I think in most places that age is 14 or 15. I'd be uncomfortable with giving blanket responsibility for their own medical decisions to anyone younger than that. For those younger, I'd stick with the "reasonable adult" standard. Would a reasonable adult be likely to accept or refuse this treatment? In your hypothetical 1, I think a reasonable adult would be likely to take the treatment at doubling from 25% to 50%, less likely at 10% to 20%. But who makes that judgement? How about we look at the statistics of how many people accept and refuse treatment at those odds each year? A treatment that 75% of patients in the same situation opt for? Require it. One that 75% of patients refuse? Don't. Ask a statistician to draw the line of where "average" is based on the distribution of answers.

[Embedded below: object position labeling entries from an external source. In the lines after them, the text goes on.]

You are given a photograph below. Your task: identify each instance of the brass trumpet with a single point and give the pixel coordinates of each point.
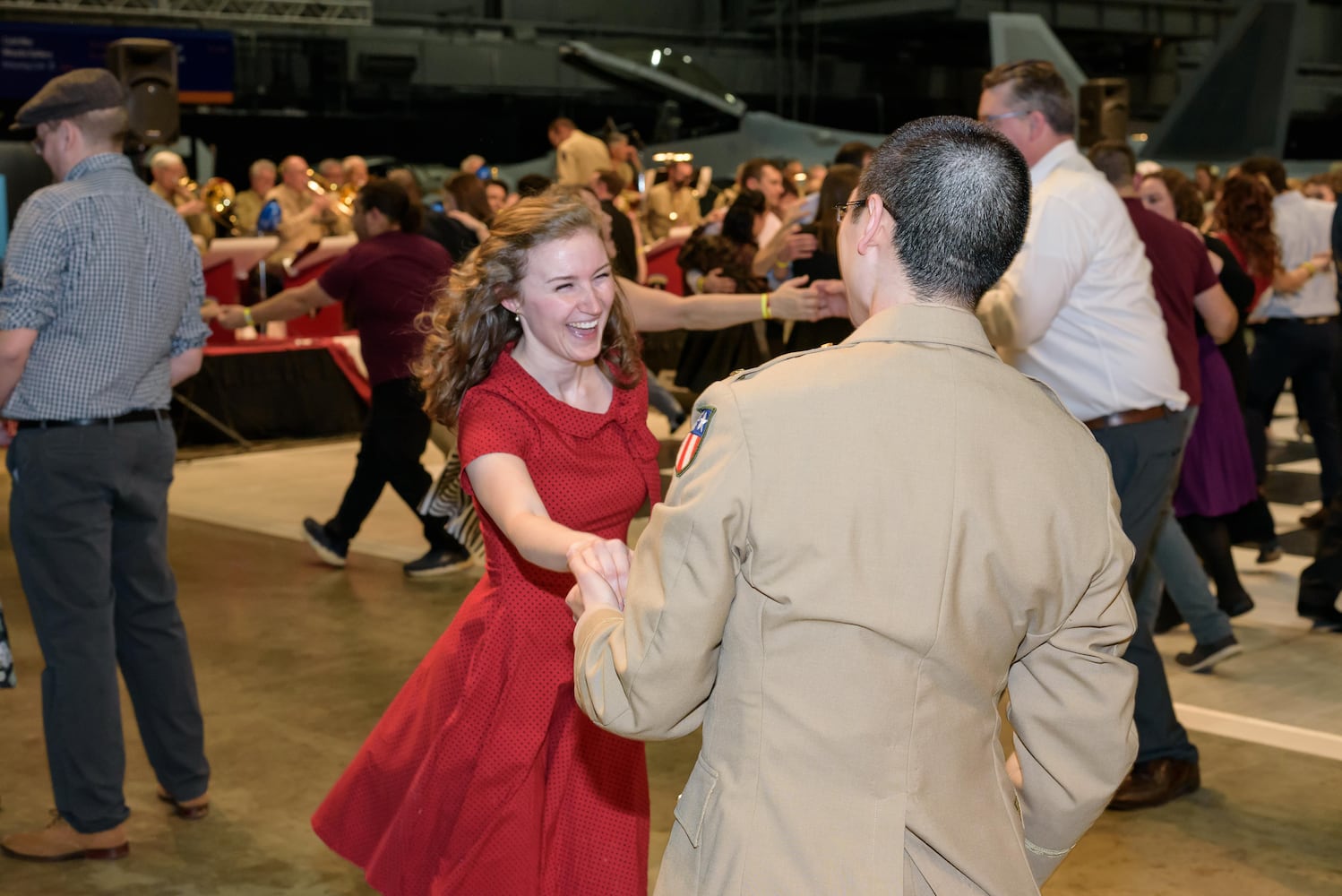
(342, 196)
(218, 199)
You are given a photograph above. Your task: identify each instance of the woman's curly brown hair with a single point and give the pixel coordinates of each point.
(1244, 211)
(1188, 200)
(469, 326)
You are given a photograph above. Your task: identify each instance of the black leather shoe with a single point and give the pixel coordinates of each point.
(1317, 518)
(1156, 782)
(1325, 620)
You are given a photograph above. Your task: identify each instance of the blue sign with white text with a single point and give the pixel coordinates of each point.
(32, 54)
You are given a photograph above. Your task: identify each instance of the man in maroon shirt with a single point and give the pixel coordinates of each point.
(385, 280)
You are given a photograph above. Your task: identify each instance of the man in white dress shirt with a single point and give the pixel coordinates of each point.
(1296, 325)
(1078, 312)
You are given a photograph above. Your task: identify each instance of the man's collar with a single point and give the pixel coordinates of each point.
(918, 323)
(1051, 159)
(99, 162)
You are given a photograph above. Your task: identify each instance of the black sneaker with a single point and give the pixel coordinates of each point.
(439, 561)
(328, 549)
(1204, 656)
(1329, 620)
(1315, 520)
(1269, 552)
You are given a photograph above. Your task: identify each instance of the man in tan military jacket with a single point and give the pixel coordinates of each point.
(863, 547)
(306, 216)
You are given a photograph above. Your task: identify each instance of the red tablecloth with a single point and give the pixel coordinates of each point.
(340, 354)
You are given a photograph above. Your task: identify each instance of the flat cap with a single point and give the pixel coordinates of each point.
(72, 94)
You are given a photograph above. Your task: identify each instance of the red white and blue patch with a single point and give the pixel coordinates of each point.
(690, 448)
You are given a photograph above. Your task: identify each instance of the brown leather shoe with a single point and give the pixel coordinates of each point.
(58, 841)
(1156, 782)
(188, 809)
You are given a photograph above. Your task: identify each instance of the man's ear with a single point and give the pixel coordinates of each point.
(873, 224)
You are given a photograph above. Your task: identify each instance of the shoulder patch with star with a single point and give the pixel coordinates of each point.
(690, 447)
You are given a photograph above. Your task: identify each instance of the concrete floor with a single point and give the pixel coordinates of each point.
(297, 661)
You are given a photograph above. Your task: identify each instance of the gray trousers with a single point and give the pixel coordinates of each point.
(89, 522)
(1144, 458)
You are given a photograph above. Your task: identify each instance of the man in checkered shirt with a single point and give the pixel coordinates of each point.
(97, 323)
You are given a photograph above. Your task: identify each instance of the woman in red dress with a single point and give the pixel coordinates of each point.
(484, 776)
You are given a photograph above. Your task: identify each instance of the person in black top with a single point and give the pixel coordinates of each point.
(606, 185)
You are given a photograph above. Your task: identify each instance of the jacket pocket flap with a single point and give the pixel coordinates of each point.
(693, 802)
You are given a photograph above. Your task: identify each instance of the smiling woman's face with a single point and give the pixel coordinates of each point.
(565, 299)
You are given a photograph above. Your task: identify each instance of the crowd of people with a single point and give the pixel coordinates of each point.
(847, 672)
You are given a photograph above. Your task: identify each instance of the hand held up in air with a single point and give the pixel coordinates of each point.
(795, 301)
(601, 567)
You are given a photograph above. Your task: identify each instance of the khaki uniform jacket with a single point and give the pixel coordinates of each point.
(871, 542)
(296, 235)
(662, 204)
(579, 157)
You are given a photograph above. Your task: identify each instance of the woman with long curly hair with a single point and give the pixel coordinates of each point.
(1243, 220)
(1216, 480)
(484, 777)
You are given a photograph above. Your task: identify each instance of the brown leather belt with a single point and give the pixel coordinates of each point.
(1125, 418)
(134, 416)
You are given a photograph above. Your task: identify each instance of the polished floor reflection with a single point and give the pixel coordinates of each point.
(296, 663)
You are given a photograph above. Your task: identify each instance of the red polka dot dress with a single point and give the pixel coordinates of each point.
(484, 776)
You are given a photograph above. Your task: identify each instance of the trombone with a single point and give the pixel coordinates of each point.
(342, 196)
(218, 197)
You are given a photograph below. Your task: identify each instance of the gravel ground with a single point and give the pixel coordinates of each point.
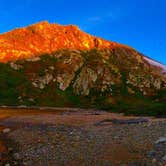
(55, 140)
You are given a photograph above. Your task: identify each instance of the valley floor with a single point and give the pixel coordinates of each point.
(80, 138)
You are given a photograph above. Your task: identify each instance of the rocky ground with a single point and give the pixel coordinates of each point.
(80, 138)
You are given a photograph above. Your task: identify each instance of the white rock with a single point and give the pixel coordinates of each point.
(7, 130)
(160, 140)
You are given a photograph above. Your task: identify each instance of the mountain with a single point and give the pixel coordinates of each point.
(53, 65)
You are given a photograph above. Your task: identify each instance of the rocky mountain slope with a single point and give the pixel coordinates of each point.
(52, 65)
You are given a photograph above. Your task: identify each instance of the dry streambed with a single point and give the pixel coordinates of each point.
(84, 138)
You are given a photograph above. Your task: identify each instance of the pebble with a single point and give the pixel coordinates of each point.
(7, 164)
(154, 161)
(16, 156)
(164, 158)
(7, 130)
(161, 140)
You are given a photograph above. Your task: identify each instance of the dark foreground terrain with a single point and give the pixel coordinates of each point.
(80, 138)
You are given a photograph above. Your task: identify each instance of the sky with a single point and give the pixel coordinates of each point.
(140, 24)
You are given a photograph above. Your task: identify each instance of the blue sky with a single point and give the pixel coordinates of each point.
(137, 23)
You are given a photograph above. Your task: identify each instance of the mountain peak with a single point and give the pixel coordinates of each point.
(43, 37)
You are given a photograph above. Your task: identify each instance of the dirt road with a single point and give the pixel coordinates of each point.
(80, 138)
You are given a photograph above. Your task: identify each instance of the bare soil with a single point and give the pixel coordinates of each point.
(72, 138)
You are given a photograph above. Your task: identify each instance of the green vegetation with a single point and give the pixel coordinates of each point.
(16, 86)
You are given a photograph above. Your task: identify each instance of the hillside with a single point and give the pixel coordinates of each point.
(52, 65)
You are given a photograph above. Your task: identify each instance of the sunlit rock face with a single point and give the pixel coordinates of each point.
(53, 65)
(44, 38)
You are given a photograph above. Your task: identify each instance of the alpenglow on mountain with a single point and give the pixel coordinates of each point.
(53, 65)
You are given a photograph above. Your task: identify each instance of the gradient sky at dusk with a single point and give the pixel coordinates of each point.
(138, 23)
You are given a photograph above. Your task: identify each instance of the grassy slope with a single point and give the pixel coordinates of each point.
(15, 83)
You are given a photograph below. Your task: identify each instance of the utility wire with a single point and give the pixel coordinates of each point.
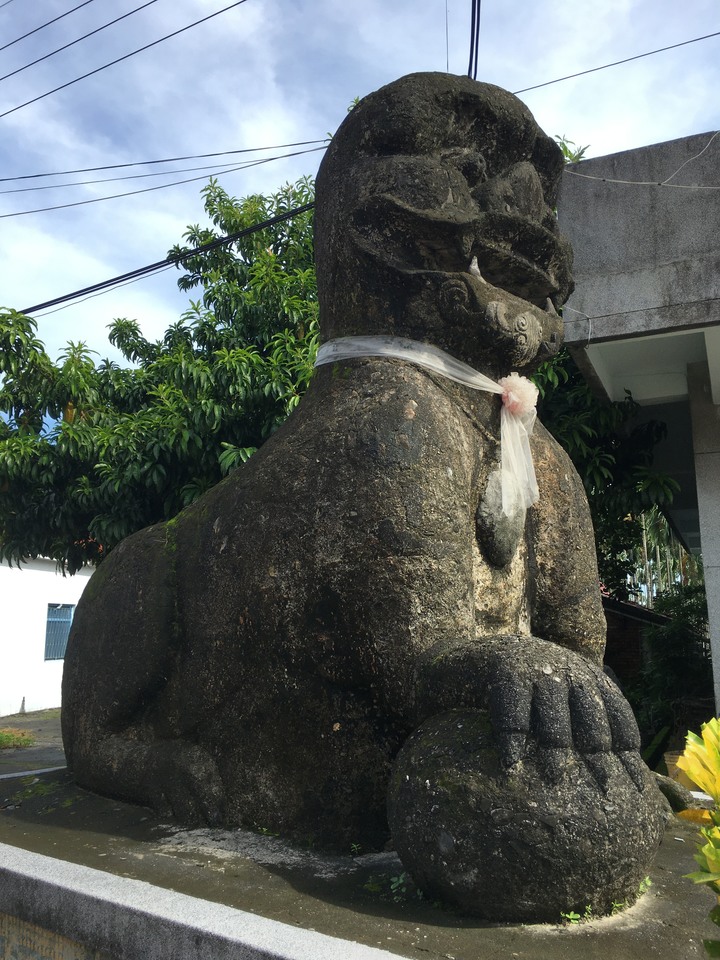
(42, 25)
(142, 163)
(160, 186)
(655, 183)
(474, 38)
(219, 168)
(73, 42)
(171, 261)
(127, 56)
(616, 63)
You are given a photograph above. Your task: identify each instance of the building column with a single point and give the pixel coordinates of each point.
(706, 443)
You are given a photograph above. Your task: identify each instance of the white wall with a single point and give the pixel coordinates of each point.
(24, 596)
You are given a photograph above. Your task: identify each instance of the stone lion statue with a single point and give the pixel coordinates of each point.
(361, 631)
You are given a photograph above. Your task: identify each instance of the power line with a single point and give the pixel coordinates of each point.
(141, 163)
(127, 56)
(73, 42)
(160, 186)
(474, 38)
(132, 176)
(171, 261)
(655, 183)
(616, 63)
(42, 25)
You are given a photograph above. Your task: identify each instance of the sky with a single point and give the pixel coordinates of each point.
(270, 72)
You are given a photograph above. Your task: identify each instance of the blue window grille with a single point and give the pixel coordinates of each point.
(57, 629)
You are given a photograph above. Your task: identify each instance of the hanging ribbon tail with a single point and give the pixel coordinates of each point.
(519, 483)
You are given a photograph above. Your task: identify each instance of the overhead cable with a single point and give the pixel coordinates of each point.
(216, 167)
(616, 63)
(142, 163)
(655, 183)
(474, 39)
(127, 56)
(160, 186)
(42, 25)
(171, 261)
(72, 43)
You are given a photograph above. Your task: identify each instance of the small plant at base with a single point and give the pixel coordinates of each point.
(701, 762)
(644, 886)
(11, 738)
(571, 917)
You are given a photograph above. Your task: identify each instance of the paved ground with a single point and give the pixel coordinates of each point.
(365, 898)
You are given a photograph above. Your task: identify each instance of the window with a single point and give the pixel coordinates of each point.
(57, 629)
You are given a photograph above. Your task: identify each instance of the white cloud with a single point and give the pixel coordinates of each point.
(279, 71)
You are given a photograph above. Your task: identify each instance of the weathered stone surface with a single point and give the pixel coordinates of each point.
(262, 658)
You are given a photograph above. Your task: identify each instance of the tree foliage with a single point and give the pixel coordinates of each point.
(91, 451)
(614, 456)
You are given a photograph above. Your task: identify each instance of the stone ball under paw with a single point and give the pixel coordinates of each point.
(523, 844)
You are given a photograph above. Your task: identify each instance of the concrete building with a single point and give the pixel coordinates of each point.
(645, 316)
(36, 608)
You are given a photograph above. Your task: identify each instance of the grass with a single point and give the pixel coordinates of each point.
(10, 737)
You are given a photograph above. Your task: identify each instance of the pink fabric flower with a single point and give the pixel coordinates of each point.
(519, 394)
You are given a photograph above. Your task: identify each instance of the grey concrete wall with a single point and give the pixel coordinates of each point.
(646, 257)
(126, 919)
(706, 440)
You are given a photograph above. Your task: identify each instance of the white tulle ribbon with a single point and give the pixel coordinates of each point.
(517, 417)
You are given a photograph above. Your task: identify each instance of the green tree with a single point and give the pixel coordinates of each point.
(613, 455)
(91, 451)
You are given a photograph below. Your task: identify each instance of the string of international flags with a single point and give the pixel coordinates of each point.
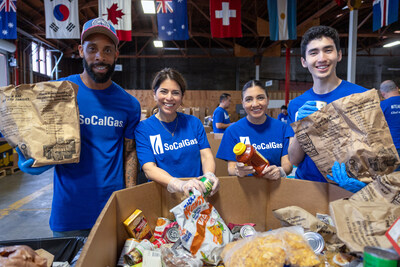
(62, 18)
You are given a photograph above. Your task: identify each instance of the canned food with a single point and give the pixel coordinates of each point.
(380, 257)
(159, 242)
(208, 184)
(161, 224)
(320, 104)
(135, 256)
(172, 235)
(247, 231)
(130, 244)
(316, 241)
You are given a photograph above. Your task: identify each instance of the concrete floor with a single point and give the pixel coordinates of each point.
(25, 203)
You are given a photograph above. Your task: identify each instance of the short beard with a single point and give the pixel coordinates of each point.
(99, 78)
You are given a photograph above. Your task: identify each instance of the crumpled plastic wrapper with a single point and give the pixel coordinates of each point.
(202, 230)
(21, 256)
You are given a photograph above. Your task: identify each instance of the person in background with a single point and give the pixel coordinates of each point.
(107, 151)
(267, 134)
(173, 145)
(391, 109)
(283, 116)
(221, 119)
(320, 53)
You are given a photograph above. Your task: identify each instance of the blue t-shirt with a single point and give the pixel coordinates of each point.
(282, 117)
(82, 189)
(220, 115)
(307, 170)
(269, 138)
(391, 109)
(179, 155)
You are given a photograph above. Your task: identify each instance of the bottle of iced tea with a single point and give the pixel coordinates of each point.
(251, 157)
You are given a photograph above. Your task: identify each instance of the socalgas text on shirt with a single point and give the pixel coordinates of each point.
(267, 146)
(103, 121)
(178, 145)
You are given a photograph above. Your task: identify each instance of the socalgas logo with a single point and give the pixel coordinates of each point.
(158, 146)
(270, 145)
(101, 121)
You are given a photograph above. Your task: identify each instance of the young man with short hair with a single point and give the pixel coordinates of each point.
(108, 118)
(221, 119)
(283, 116)
(320, 53)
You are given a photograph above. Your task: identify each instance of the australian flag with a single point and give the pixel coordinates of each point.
(172, 19)
(8, 19)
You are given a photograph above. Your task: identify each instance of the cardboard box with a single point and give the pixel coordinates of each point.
(239, 200)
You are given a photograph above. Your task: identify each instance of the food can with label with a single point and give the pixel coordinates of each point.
(208, 184)
(247, 231)
(320, 104)
(135, 256)
(380, 257)
(130, 244)
(172, 235)
(161, 224)
(315, 240)
(159, 242)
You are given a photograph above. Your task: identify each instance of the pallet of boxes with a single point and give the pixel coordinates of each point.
(252, 221)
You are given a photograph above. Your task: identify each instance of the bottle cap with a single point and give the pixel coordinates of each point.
(239, 149)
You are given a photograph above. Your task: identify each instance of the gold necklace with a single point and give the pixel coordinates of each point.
(162, 124)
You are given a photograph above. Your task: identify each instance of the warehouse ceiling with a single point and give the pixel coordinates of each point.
(255, 41)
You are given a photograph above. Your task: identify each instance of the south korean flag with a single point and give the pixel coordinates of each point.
(62, 19)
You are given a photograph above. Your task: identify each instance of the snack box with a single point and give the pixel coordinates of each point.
(239, 200)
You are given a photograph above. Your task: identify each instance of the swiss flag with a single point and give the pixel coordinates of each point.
(225, 18)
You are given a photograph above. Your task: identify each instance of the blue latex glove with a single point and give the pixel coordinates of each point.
(25, 165)
(307, 109)
(340, 177)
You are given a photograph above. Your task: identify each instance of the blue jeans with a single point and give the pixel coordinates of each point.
(73, 233)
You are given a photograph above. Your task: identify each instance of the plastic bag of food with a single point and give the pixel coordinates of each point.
(272, 248)
(178, 257)
(202, 230)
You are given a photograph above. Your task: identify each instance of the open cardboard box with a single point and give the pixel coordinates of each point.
(239, 200)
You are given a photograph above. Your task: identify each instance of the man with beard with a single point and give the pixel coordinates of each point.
(108, 118)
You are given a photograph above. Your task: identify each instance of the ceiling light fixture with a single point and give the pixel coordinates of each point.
(148, 7)
(392, 44)
(158, 43)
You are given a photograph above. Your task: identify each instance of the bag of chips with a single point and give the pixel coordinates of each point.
(202, 230)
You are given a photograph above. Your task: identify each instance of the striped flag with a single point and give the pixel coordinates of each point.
(119, 14)
(385, 12)
(282, 19)
(62, 19)
(8, 19)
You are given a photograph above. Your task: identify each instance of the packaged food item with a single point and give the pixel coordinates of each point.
(172, 234)
(251, 157)
(178, 257)
(130, 244)
(316, 241)
(159, 242)
(137, 226)
(135, 256)
(201, 228)
(247, 231)
(160, 226)
(277, 248)
(380, 257)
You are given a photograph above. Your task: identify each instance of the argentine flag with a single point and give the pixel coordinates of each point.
(384, 12)
(282, 19)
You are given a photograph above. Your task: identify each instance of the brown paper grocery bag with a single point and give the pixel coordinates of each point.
(42, 119)
(350, 130)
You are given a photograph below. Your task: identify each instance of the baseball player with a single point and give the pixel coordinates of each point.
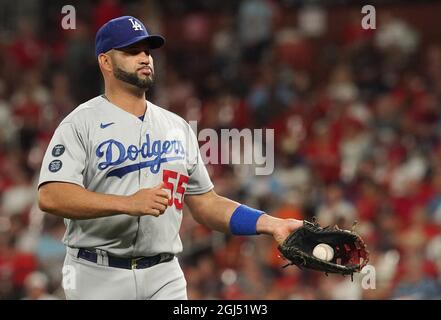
(119, 170)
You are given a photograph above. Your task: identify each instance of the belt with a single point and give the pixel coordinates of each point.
(126, 263)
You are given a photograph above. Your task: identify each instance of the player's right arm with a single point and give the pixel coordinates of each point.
(72, 201)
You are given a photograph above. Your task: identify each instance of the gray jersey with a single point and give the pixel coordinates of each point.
(108, 150)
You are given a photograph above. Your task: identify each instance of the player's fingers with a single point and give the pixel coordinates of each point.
(159, 186)
(154, 212)
(162, 200)
(162, 193)
(159, 206)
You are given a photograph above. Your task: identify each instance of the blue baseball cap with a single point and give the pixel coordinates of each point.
(122, 32)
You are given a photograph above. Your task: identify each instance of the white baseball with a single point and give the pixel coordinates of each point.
(323, 251)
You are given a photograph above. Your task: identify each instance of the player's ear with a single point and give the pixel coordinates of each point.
(104, 60)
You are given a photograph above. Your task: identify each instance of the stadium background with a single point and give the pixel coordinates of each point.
(356, 113)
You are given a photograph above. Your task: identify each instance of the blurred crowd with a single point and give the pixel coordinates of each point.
(356, 115)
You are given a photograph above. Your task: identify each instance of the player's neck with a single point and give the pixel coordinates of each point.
(131, 102)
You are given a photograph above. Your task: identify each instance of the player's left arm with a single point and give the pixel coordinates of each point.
(216, 212)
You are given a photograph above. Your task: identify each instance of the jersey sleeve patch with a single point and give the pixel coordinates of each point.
(55, 165)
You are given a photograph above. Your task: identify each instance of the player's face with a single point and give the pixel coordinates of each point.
(134, 65)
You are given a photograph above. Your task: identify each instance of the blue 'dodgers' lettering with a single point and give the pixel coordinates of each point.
(115, 153)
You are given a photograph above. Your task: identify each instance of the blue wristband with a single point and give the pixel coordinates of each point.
(243, 221)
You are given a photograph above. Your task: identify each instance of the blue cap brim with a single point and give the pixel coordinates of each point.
(154, 41)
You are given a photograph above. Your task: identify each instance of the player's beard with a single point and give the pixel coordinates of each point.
(133, 79)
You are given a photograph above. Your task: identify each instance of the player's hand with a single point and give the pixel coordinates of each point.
(152, 201)
(280, 229)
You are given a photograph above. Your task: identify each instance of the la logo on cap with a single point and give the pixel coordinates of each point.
(135, 24)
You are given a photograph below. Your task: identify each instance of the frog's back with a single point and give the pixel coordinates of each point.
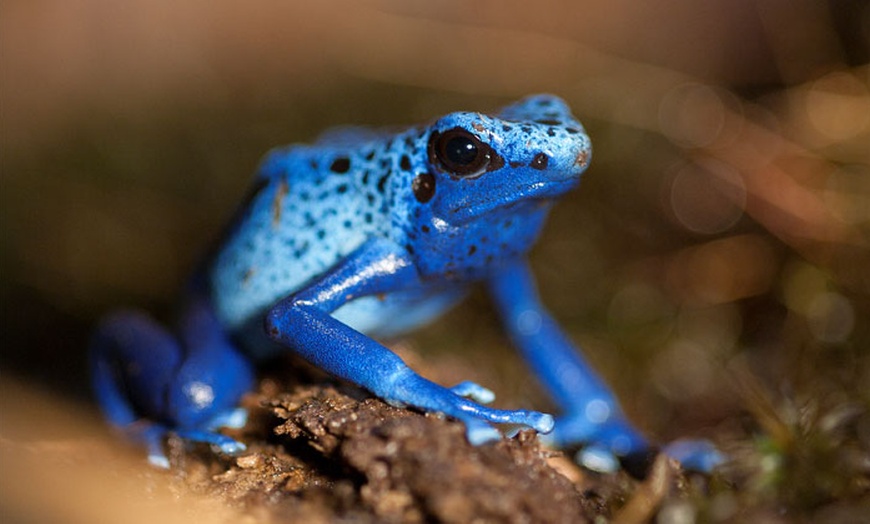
(309, 207)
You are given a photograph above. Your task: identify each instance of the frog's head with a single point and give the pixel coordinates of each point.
(489, 179)
(532, 150)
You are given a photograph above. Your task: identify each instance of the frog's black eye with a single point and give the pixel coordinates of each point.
(459, 153)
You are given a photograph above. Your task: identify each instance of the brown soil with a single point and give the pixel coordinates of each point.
(323, 451)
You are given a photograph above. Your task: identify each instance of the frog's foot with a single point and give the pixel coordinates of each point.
(232, 418)
(152, 435)
(611, 443)
(695, 455)
(413, 390)
(220, 443)
(474, 391)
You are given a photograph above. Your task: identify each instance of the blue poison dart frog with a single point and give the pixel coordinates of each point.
(367, 234)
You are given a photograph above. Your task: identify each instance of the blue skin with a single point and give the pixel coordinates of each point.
(368, 234)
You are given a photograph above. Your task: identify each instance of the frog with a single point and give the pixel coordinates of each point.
(361, 236)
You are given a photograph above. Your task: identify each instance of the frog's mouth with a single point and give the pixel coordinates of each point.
(541, 193)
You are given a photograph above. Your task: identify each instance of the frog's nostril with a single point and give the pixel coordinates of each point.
(582, 159)
(540, 161)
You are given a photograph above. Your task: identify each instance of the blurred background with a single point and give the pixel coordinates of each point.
(713, 264)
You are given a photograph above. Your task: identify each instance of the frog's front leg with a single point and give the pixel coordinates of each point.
(303, 323)
(591, 414)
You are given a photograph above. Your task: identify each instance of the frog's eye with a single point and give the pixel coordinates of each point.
(459, 153)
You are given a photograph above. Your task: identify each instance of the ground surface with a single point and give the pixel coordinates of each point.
(326, 451)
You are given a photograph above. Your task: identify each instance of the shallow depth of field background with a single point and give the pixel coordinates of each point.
(714, 263)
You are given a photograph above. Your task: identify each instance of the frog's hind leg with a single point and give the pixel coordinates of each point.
(150, 382)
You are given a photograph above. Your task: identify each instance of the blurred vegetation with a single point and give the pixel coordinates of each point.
(713, 264)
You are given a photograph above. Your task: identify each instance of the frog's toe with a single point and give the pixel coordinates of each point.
(222, 443)
(479, 432)
(233, 418)
(158, 459)
(598, 458)
(474, 391)
(695, 455)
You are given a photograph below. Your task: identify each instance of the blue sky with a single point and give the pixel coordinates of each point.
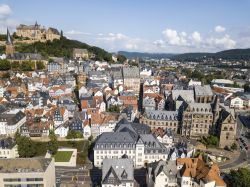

Situation 2 is hard. I'm a 50/50 girl myself, and if there's a better than 50% chance she'd survive I'd say it isn't a a danger of imminent death situation where the state should be intervening, except for to find and prosecute whoever impregnated her. But, so then what do I say when you say okay, make it 60% chance of death? I would want a trained counselor involved in the situation for sure, to try to determine if she really understands the consequences. I can tell you that at 75% I'm definitely in favor of forcing the abortion, but that's at least party because that's about where my own risk analysis would change if it was me. Between 50% and 75%? I don't know.

3), again for children too young to be emancipated, no, the child cannot refuse the treatment. Because if we're assuming the current laws, then we're also assuming the current stem cell compromise, only using approved lines that didn't come from aborted fetuses. I feel fine saying a child under the age of 14 or 15 isn't competent to make that decision and that the majority of adult Americans would accept the treatment.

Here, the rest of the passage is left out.